CREATE TABLE IF NOT EXISTS `categories` (
  `id` int(11) NOT NULL AUTO_INCREMENT,
  `parent_id` int(10) UNSIGNED NOT NULL DEFAULT '0',
  `lft` int(11) NOT NULL DEFAULT '0',
  `rgt` int(11) NOT NULL DEFAULT '0',
  `level` int(10) UNSIGNED NOT NULL DEFAULT '0',
  `title` varchar(255) NOT NULL,
  PRIMARY KEY (`id`),
  KEY `idx_left_right` (`lft`,`rgt`)
) DEFAULT CHARSET=utf8;

INSERT INTO `categories` VALUE (1, 0, 'ROOT', 1, 2, 1);

Preparing Example Data

Here, we prepare some example data, including category and article tables:

Category

| id | parent_id | title | lft | rgt | level |
|----|-----------|-------|-----|-----|-------|
| 1  | 0         | ROOT  |  1  |  10 |   1   |
| 2  | 1         | A     |  2  |  7  |   2   |
| 3  | 2         | B     |  3  |  4  |   3   |
| 4  | 2         | C     |  5  |  6  |   3   |
| 5  | 1         | D     |  8  |  9  |   2   |

Articles

| id | title      | catid |
|----|------------|-------|
| 1  | Article 1  |  1    |
| 2  | Article 2  |  2    |
| 3  | Article 3  |  3    |
| 4  | Article 4  |  3    |
| 5  | Article 5  |  4    |
| 6  | Article 6  |  5    |

Some Simple Query Examples

Retrieve all articles under all categories of A (very useful for blog categories):

SELECT `a`.*, `b`.* 
    FROM `articlea` AS `a`
    LEFT JOIN `categories` AS b ON `a`.`catid` = `b`.`id`
WHERE
    `b`.`lft` >= 2 AND `b`.`rgt` <= 7

-- OR

    `b`.`lft` BETWEEN 2 AND 7

Limiting Levels:

SELECT `a`.*, `b`.* 
    FROM `articles` AS `a`
    LEFT JOIN `categories` AS b ON `a`.`catid` = `b`.`id`
WHERE
    `b`.`lft` >= 2 AND `b`.`rgt` <= 7 
    AND 
    `b`.`level` < 2

Reverse Query to Find All Ancestors of Node B:

SELECT `categories`.* 
    FROM `categories` AS `node`, `categories` AS `parent`
WHERE
    `node`.`lft` BETWEEN `parent`.`lft` AND `parent`.`rgt`
    AND `node`.`id` = 3

Adding a Node Before B:

-- First, make room, all rgt, lft + 2

UPDATE `categories` SET
    `rgt` = `rgt` + 2,
    `lft` = `lft` + 2
where
    `lft` > 2

-- Then insert the node

INSERT INTO `categories` VALUE (:id, 'New Article', 2, 3, 4, 3);

This approach can be easily implemented in any language.

Extending Neste Set Model

Generally, only the parent_id, lft and rgt are required fields in Nested Set Model.

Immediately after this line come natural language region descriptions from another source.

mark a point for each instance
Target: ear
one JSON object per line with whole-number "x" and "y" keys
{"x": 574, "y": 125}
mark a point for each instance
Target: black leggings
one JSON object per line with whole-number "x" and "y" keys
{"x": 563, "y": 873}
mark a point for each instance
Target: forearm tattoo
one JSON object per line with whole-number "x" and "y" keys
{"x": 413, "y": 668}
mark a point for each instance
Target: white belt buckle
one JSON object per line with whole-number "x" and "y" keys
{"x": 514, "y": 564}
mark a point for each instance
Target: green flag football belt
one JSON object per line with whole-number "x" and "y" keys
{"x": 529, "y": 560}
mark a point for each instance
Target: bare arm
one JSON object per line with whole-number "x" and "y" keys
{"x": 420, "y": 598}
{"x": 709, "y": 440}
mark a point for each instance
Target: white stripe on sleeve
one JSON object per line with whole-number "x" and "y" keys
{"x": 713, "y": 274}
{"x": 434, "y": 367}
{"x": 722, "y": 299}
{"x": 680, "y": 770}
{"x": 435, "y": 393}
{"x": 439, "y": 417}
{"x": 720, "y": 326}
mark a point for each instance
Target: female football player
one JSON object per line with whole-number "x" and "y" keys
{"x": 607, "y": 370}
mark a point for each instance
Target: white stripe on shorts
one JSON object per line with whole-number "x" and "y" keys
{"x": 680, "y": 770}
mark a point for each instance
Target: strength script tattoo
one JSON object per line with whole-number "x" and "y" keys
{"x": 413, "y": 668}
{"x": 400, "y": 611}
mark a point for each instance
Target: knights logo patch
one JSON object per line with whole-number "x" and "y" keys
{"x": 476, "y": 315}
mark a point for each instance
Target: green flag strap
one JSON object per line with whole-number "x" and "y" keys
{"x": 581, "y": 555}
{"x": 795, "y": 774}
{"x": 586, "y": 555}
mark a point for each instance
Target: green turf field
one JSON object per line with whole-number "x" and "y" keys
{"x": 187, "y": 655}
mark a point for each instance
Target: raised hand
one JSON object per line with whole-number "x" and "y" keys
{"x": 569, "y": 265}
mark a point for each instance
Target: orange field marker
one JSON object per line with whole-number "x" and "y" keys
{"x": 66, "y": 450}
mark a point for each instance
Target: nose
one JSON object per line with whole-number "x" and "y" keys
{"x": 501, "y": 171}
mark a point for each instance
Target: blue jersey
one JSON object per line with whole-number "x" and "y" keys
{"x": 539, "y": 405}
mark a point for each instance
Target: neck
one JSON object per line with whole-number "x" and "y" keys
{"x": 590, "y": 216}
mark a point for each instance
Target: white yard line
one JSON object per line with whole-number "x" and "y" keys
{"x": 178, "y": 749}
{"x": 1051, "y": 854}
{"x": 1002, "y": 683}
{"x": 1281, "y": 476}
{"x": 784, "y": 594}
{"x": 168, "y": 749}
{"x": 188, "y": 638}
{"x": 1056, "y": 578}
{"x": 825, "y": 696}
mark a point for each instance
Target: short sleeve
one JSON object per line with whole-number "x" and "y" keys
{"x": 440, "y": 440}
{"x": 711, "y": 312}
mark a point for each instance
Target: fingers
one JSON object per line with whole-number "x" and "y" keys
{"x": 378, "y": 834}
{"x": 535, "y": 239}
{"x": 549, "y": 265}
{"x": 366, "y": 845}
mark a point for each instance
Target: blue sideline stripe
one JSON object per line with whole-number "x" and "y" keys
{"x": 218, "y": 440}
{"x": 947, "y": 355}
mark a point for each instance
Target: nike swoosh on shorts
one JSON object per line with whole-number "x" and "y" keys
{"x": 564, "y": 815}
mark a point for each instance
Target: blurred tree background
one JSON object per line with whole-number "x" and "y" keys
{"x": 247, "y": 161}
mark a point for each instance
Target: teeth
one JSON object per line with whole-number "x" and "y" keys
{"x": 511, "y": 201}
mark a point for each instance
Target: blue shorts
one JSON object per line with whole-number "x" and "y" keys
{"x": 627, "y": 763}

Furthermore, additional fields can be added to extend various functions. For example, in this article, we add level to control the node levels. Some implementation will add an alias and path field, which looks like parent/parent2/child/child2. This is useful in the application itself for quickly comparing node levels.

You may also create a Multi-Tree Neseted Set Table, Just add a root_id or master_id to hold the ROOT node ID for every node, then adding this where control to every query:

WHERE `root_id` = :rootId

that you can limit every read / write operation under a root node.

Conclusion

Nested set model has pros on the loading and retrieving performance. However, the downside is that adding or moving nodes requires traversing the entire tree to rebuild the index, which is not very efficient.

For general applications, it's like trading back-end storage operation performance for front-end reading performance, which is also a solution in high-traffic systems.